La planète Mars Photo : iStock

Des chercheurs ont publié une étude peu encourageante pour ceux qui espèrent la découverte de vie bactérienne sur Mars. La surface de la planète rouge serait non seulement stérile, mais également hautement toxique pour les bactéries.

Un texte de Renaud Manuguerra-Gagné

Pour en arriver à cette conclusion. les chercheurs de l’Université d’Édimbourg, en Écosse, ont étudié des molécules oxydantes présentes dans le sol de Mars : les perchlorates. La présence de ces agents chimiques, toxiques pour les cellules et les bactéries, est confirmée depuis presque 10 ans par plusieurs sondes de la NASA.

Mais leur présence n’empêchait pas initialement la vie sur Mars; certaines bactéries terrestres sont capables d’y résister et même de les utiliser comme source d’énergie. Si des bactéries peuvent s’en servir sur Terre, pourquoi d’hypothétiques bactéries martiennes ne pourraient-elles pas en faire autant?

Protection contre les espèces invasives

En l’absence de bactéries martiennes connues, les chercheurs se sont tournés vers une bactérie nommée Bacillus subtilis. Présente partout dans l’environnement terrestre, elle possède plusieurs qualités qui pourraient lui permettre de survivre dans l’environnement martien.

Elle est très difficile à éliminer et on peut la répandre facilement sur les objets que l’on touche, y compris sur des engins spatiaux. La bactérie est capable de survivre aux radiations et aux températures extrêmes d’un voyage dans l’espace.

Mais ses propriétés font qu’elle présente un risque de contamination dès qu’on envoie un objet sur une autre planète. Ce risque est à ce point pris au sérieux que les ingénieurs de la NASA détruiront volontairement la sonde Cassini à la fin de sa mission autour de Saturne, en septembre prochain, pour éviter qu’elle contamine l’une de ses lunes abritant de l’eau.

L’importance du contexte

Les chercheurs ont donc observé comment Bacillus subtilis survit en présence de perchlorates. Des études avaient déjà montré que la bactérie était peu affectée par cette molécule dans les concentrations présentes dans le sol de Mars.

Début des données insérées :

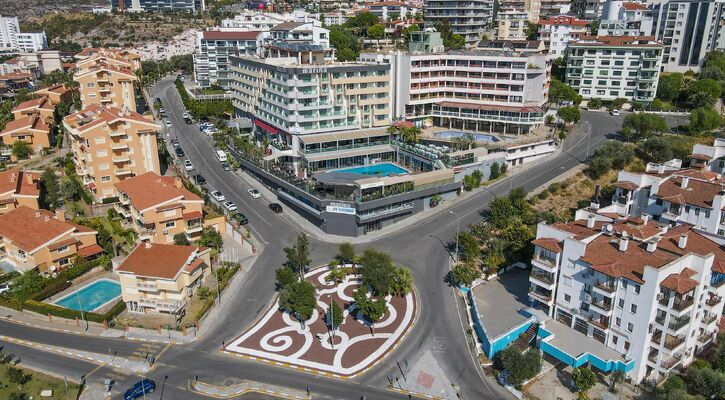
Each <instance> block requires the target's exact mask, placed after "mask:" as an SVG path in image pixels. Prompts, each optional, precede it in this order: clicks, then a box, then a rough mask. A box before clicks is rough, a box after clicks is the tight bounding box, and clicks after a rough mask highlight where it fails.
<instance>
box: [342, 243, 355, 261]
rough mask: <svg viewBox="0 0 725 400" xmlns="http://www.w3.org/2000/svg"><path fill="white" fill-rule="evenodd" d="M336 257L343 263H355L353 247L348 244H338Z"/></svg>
mask: <svg viewBox="0 0 725 400" xmlns="http://www.w3.org/2000/svg"><path fill="white" fill-rule="evenodd" d="M338 256H339V257H340V259H341V260H343V261H346V262H348V263H353V262H354V261H355V246H353V245H352V243H350V242H345V243H340V247H339V248H338Z"/></svg>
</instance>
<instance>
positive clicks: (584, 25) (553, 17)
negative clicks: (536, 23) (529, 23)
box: [539, 15, 591, 58]
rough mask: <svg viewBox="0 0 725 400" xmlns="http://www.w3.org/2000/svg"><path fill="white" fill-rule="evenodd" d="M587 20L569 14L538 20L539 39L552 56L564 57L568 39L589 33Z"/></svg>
mask: <svg viewBox="0 0 725 400" xmlns="http://www.w3.org/2000/svg"><path fill="white" fill-rule="evenodd" d="M590 24H591V23H590V22H589V21H583V20H580V19H576V18H575V17H572V16H569V15H557V16H553V17H549V19H544V20H540V21H539V39H541V40H543V41H544V44H545V45H546V48H547V49H549V54H550V55H551V56H552V57H553V58H559V57H564V55H565V54H566V49H567V46H568V45H569V42H570V41H573V40H579V38H581V37H582V36H587V35H589V34H590V31H591V28H590Z"/></svg>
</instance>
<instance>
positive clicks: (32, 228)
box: [0, 205, 103, 275]
mask: <svg viewBox="0 0 725 400" xmlns="http://www.w3.org/2000/svg"><path fill="white" fill-rule="evenodd" d="M102 252H103V249H102V248H101V247H100V246H99V245H98V244H96V231H94V230H92V229H90V228H88V227H85V226H82V225H77V224H75V223H73V222H71V221H66V220H65V216H64V215H63V212H62V211H58V212H56V213H52V212H50V211H47V210H42V209H39V210H34V209H32V208H30V207H26V206H24V205H20V206H18V207H17V208H15V209H13V210H11V211H9V212H7V213H4V214H2V215H0V253H1V254H2V255H3V257H4V259H5V260H6V261H8V262H10V263H11V264H12V265H13V266H14V267H15V269H16V270H18V271H19V272H27V271H30V270H32V269H37V270H38V272H40V273H41V274H44V275H45V274H51V273H54V272H57V271H59V270H62V269H65V268H67V267H69V266H71V265H72V264H73V261H74V260H75V259H76V257H94V256H97V255H99V254H100V253H102Z"/></svg>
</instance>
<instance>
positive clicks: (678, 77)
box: [657, 72, 685, 102]
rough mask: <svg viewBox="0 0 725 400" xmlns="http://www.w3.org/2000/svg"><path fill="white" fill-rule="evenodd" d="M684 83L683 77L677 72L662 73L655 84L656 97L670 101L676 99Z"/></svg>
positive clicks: (683, 86) (683, 85) (672, 100)
mask: <svg viewBox="0 0 725 400" xmlns="http://www.w3.org/2000/svg"><path fill="white" fill-rule="evenodd" d="M684 85H685V77H684V75H682V74H681V73H679V72H676V73H671V74H662V75H660V79H659V82H658V85H657V97H659V98H660V99H661V100H664V101H668V102H672V101H675V100H676V99H677V97H678V96H679V95H680V92H681V91H682V88H683V87H684Z"/></svg>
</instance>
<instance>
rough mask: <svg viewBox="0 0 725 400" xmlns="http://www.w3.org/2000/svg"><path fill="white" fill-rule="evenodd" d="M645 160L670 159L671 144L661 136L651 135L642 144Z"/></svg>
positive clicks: (671, 148) (658, 161)
mask: <svg viewBox="0 0 725 400" xmlns="http://www.w3.org/2000/svg"><path fill="white" fill-rule="evenodd" d="M642 152H643V153H644V155H645V161H648V162H650V161H652V162H658V163H661V162H665V161H668V160H671V159H672V156H673V154H672V145H670V142H669V141H668V140H667V139H665V138H663V137H652V138H649V139H647V140H645V141H644V143H643V144H642Z"/></svg>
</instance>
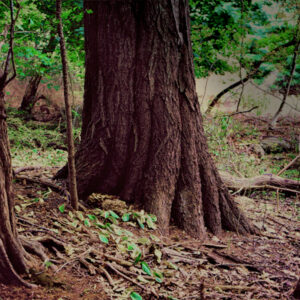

Toutefois, sur Mars, les bactéries seraient exposées à beaucoup de facteurs néfastes en même temps, dont de hautes radiations, de basses températures et l’absence d’oxygène.

En combinant le perchlorate aux mêmes doses de radiations UV qui bombardent la surface martienne, les chercheurs ont constaté que son potentiel antibactérien est décuplé. La molécule devient spontanément hautement réactive. Lorsque la bactérie Bacillus subtilis est soumise à cette nouvelle combinaison, c’est l’hécatombe. En quelques minutes, le taux de survie plonge à zéro.

Outre les perchlorates, il existe d’autres molécules toxiques dans le sol martien. Cela fait de sa surface un environnement incroyablement hostile aux bactéries et à la vie en général.

Cela ne veut pas dire qu’il n’y a plus d’espoir pour autant. Les chercheurs ont remarqué que l’effet toxique diminuait lorsqu’ils isolaient les perchlorates des rayons UV avec de la roche et du sable.

À plus d’un mètre sous terre, les propriétés bactéricides du perchlorate diminuent. Si jamais il y a eu de la vie dans le lointain passé de Mars, elle pourrait donc encore survivre sous terre.

Pour vérifier si la vie se trouve cachée dans le sol martien, il faudra attendre le lancement de la sonde de l’Agence spatiale européenne ExoMars, en 2020. Cette dernière sera équipée d’une foreuse capable de creuser à deux mètres sous terre.

Reste que les probabilités de découvrir des bactéries vivantes ont quand même beaucoup diminué à la suite de cette étude, publiée dans Scientific Reports.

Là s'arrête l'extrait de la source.